Fig 1.
Functioning of CRISPR-Cas system.
Three spacers are colored according to their age from the time of their acquisition, from dark green marking the youngest (the most recently acquired) spacer to yellow marking the oldest one (which was acquired the earliest). Phages carry protospacers colored similarly to their matching spacers; mutated protospacers are colored white. There are more mutated protospacers among protospacers matching older spacers than among protospacers matching younger ones. Inside the cell, bean-shaped objects are CRISPR effector complexes armed with individual crRNAs. Complexes with crRNA of younger spacers are more abundant than those with older ones. Viral DNA is shown to be simultaneously assessed by two CRISPR effector complexes: the dark green CRISPR spacer matches the non-mutated corresponding protospacer while the protospacer corresponding to the yellow spacer has mutated. The former interaction results in destruction of viral DNA while the latter leaves it intact.
Fig 2.
A cell with S = 3 CRISPR spacers encounters viruses as a Poisson process with an average rate rN. During each encounter there is either a successful interference with probability I or the cell dies with probability 1 − I. We evaluate the probability E(t) of the cell to survive till time t as the measure of performance of its CRISPR-Cas system.
Fig 3.
Typical survival probability profile.
(A) Plot of survival probability E(t) vs. the crRNA decay coefficient δ and the number of spacers in CRISPR array S. Other parameters are: β = 1, χ = 1.4, μ = 0.9, and rNt = 5. (B) Six curves of E(t) vs. S for various values of δ and same β, χ, m, and rNt as in the panel A.
Fig 4.
Effects of mutation rate and binding efficiency.
A set of 25 panels illustrating how the survival probability depends on S and δ for various values of protospacer mutation probability 1 − μ and binding efficiency of effectors β. The δ and S axes in each small panel have the same range as in the panel A in Fig 3, while the scale of the heat-map varies and is indicated to the right of each panel. The external axes describe the variation of mutation probability 1 − μ and effector binding efficiency β. In all panels χ = 1.4 and rNt = 5.
Fig 5.
Effect of parameters on the optimal number of spacers and the maximal survival probability.

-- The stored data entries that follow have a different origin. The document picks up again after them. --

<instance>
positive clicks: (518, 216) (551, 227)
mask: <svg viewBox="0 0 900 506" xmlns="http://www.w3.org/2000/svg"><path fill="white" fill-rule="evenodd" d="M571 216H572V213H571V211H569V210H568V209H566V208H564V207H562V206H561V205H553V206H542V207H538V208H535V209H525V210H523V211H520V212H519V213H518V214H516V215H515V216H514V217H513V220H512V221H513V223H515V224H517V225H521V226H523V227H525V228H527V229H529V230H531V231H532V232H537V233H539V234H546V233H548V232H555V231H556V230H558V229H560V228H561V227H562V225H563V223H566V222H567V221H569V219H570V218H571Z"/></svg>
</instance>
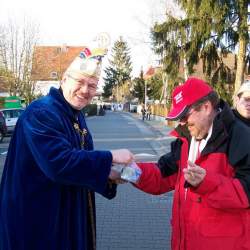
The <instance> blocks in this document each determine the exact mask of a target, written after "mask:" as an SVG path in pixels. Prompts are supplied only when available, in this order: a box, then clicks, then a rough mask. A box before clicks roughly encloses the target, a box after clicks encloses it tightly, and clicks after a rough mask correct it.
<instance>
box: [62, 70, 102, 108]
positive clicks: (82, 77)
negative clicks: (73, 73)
mask: <svg viewBox="0 0 250 250" xmlns="http://www.w3.org/2000/svg"><path fill="white" fill-rule="evenodd" d="M97 84H98V79H97V78H95V77H87V76H83V75H81V74H74V75H71V74H66V75H65V76H64V77H63V79H62V82H61V88H62V92H63V96H64V98H65V99H66V101H67V102H68V103H69V104H70V105H71V106H72V107H73V108H74V109H77V110H81V109H83V108H84V107H85V106H87V105H88V104H89V103H90V102H91V100H92V98H93V97H94V96H95V94H96V88H97Z"/></svg>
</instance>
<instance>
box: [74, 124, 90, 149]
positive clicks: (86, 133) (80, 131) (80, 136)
mask: <svg viewBox="0 0 250 250" xmlns="http://www.w3.org/2000/svg"><path fill="white" fill-rule="evenodd" d="M74 128H75V130H76V131H77V132H78V134H79V135H80V137H81V148H84V145H85V138H86V135H87V134H88V131H87V129H86V128H84V129H80V127H79V125H78V123H74Z"/></svg>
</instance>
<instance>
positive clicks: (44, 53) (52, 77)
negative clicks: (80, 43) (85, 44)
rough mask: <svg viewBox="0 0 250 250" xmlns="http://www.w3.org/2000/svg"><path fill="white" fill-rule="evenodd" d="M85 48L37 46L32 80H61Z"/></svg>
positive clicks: (34, 56)
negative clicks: (55, 73)
mask: <svg viewBox="0 0 250 250" xmlns="http://www.w3.org/2000/svg"><path fill="white" fill-rule="evenodd" d="M84 48H85V47H83V46H81V47H74V46H36V47H35V49H34V55H33V64H32V79H33V80H35V81H37V80H40V81H47V80H60V79H61V77H62V74H63V73H64V71H65V70H66V69H67V67H68V66H69V65H70V63H71V62H72V61H73V60H74V58H75V57H76V56H77V55H78V54H79V53H80V52H81V51H82V50H83V49H84ZM52 72H56V74H57V77H53V76H52V75H51V73H52Z"/></svg>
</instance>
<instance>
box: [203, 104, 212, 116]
mask: <svg viewBox="0 0 250 250" xmlns="http://www.w3.org/2000/svg"><path fill="white" fill-rule="evenodd" d="M203 107H204V109H205V110H206V112H207V113H211V112H212V110H213V105H212V103H211V102H210V101H206V102H204V103H203Z"/></svg>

The optimal number of spacers and corresponding survival probability as functions of one of the array-unrelated parameters: (A) As function of mutation probability 1 − μ, other parameters are β = 1 and χ = 1.4. (B) As function of binding efficiency β, other parameters are μ = 0.9 and χ = 1.4. (C) As function of interference efficiency χ, other parameters μ = 0.9 and β = 1. The average number of viral infections was rNt = 5 in all panels.
Fig 6.
The optimal number of spacers and maximal cell survival probability.
The optimal number of spacers (A) and the maximal cell survival probability (B) are shown vs. a range of binding efficiencies β and mutation probabilities 1 − μ for rNt = 5 and χ = 1.4.
Fig 7.
CRISPR performance for two virus species.

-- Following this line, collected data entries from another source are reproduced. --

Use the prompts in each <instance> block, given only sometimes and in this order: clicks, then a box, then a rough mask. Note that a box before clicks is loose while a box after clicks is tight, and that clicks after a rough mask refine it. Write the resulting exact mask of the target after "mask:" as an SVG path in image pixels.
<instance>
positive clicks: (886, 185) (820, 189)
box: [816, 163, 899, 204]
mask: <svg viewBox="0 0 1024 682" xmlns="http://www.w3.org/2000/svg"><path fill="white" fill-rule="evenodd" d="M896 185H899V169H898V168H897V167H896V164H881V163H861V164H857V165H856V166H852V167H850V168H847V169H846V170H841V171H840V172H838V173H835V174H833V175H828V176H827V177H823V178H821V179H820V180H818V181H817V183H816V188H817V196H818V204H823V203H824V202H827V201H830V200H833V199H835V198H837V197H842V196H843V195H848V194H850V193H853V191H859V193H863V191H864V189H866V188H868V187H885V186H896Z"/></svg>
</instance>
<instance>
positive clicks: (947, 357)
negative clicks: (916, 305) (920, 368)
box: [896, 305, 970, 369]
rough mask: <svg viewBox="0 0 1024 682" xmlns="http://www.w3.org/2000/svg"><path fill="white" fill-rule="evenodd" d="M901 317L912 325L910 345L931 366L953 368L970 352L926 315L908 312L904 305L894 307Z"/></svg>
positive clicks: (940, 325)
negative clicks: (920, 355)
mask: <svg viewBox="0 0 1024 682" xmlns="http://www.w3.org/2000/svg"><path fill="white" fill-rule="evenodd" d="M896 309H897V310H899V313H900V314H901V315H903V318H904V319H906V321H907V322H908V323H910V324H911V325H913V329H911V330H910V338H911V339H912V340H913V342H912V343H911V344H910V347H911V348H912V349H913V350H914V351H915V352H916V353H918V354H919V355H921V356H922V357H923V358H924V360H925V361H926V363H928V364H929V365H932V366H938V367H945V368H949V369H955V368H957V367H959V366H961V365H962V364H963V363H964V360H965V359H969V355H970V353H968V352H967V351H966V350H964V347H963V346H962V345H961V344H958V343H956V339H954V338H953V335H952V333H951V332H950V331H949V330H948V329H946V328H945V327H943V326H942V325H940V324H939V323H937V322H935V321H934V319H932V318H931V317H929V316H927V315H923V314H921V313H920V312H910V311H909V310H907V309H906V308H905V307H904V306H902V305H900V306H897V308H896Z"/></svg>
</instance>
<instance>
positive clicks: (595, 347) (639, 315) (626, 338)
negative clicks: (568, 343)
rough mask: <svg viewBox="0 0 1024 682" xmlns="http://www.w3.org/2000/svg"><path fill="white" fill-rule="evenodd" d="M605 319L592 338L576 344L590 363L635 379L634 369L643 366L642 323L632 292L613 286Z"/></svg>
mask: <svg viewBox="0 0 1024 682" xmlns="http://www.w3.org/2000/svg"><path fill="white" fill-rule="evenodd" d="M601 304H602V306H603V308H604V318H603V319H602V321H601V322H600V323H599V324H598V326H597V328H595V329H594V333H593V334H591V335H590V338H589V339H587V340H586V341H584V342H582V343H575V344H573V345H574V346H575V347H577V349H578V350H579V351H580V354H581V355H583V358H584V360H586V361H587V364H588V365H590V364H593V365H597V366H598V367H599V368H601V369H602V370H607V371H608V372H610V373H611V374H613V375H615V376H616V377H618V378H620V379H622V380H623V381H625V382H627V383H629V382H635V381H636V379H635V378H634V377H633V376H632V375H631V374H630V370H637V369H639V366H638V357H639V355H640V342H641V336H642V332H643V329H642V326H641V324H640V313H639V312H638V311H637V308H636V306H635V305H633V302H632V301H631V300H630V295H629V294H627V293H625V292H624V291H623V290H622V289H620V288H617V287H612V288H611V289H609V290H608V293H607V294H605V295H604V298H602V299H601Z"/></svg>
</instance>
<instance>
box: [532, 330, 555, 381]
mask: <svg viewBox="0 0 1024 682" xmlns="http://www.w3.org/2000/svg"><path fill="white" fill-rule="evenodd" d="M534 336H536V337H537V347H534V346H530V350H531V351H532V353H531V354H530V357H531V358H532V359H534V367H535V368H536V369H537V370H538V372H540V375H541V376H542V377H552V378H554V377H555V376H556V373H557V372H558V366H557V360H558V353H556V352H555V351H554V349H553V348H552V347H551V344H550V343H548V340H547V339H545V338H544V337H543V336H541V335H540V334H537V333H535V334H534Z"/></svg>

Plot of the survival probability E(t) as a function of crRNA decay coefficient δ and the number of spacers S of a cell confronting two different viruses with equal population sizes, ν1 = ν2 = 0.5. The binding efficiency is β = 1 and the interference efficiency is χ = 1.4. Viral mutation probability 1 − μ is equal to 0.1 and rNt = 5.
Fig 8.
Survival probability vs diversity of the virus pool.

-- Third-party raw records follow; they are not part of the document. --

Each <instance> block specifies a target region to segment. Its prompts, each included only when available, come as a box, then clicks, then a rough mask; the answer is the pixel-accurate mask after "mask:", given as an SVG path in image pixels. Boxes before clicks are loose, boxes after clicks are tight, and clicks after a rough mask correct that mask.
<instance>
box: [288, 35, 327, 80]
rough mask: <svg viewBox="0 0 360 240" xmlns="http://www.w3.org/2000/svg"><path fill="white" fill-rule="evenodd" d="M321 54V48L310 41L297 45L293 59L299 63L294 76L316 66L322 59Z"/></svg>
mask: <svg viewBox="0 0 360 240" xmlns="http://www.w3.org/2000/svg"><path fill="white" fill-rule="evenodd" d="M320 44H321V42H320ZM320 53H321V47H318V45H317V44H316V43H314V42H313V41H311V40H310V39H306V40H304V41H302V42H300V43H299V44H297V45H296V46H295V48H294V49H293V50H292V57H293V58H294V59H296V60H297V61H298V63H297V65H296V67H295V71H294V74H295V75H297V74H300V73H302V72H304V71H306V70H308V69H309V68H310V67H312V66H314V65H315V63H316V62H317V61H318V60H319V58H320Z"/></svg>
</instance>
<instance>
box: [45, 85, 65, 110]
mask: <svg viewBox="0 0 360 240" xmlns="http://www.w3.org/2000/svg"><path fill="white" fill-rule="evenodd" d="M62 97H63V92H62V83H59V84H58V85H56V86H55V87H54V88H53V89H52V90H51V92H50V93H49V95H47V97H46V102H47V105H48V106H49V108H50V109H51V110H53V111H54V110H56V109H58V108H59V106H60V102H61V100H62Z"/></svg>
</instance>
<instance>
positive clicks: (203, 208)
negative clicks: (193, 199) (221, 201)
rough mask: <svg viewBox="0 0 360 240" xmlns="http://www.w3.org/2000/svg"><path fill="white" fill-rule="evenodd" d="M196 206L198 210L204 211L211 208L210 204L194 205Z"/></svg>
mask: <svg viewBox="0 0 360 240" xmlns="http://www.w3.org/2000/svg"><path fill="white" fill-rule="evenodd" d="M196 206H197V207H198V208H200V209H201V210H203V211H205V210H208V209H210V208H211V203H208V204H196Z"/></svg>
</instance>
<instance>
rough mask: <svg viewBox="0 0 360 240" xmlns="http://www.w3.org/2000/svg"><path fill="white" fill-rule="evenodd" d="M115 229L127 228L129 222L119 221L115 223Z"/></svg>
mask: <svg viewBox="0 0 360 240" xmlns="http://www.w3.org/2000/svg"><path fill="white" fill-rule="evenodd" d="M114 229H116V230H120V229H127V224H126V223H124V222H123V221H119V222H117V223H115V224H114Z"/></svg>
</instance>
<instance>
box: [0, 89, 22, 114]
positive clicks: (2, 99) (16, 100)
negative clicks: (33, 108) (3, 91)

Plots of the optimized over δ and S cell survival probability and the number of spacers vs the number of viral species and the composition of a two-virus pool for β = 1, χ = 1.4, μ = 0.9 and rNt = 5. (A) Maximal survival probability E(t) (outer plot) and optimal number of spacers Sopt (inner plot) as a function of the number of virus species n. The abundance of virions belonging to different species in the viral pool are the same for all species, ν1 = … = νn = 1/n. (B) The maximal survival probability vs the relative abundance of one of the viruses in a two-virus pool.